Subtitled “Strategic Investments and Shared Sacrifices,” the budget was called “smart” by the mayor. “It strategically chooses the best investments [aka expenditures] based on how efficiently each moves us closer to the D.C. we want to be five years from now,” she said.

“The D.C. budget goals related to public safety and education as well as to parks and recreation centers, the unhoused, and transportation, align with our neighborhood priorities,” wrote the Georgetown-Burleith-Hillandale Advisory Neighborhood Commission (ANC 2E) in a resolution to the mayor that was passed at its April 1 meeting.

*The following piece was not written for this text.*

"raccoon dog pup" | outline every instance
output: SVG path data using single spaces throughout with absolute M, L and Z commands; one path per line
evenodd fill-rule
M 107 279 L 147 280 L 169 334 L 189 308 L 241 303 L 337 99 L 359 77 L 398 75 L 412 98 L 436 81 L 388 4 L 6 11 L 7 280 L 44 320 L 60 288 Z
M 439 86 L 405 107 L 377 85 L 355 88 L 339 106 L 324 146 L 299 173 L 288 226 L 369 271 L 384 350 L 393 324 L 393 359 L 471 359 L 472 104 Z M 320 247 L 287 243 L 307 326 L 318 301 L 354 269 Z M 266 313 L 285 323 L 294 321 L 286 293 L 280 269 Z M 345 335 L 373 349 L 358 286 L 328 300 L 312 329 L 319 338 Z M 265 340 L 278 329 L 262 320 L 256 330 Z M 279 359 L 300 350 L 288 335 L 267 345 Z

The resolution outlines the budget requests in the new budget that are of high priority to Georgetown. They include funding for projects in Public Safety such as “enhancing Metropolitan Police Department officer hiring and retention; and funding the Secure Act, developed by Ward 2 Council Representative Brook Pinto to increase accountability for crime and violence via enhanced government oversight among other things.” City wide efforts to provide more public lighting and to maintain a Real Time Crime Center serving the various law enforcement agencies in Georgetown are also top public safety concerns, it was pointed out in the resolution.

Education priorities that aligned included supporting student literacy, increasing student attendance and making sure capital improvements and school funding were equitable. Safe school transportation and confirmed full funding for McArthur High School were also included in the ANC’S resolution.

Parks and Recreation neighborhood enhancements singled out in the ANC budget priorities included the Jelleff Recreation Center, Volta Park playing field, Ellington playing field and Book Hill Park development.

Commissioners requested that additional  funding be considered for WMATA and to ensure adequate staffing to help the unhoused find housing.

In the next two months, the D.C. Council is expected to make changes to the budget via hearings and agency reviews. Then, the process allows the mayor to either sign or veto the budget before it undergoes a 30-day Congressional review.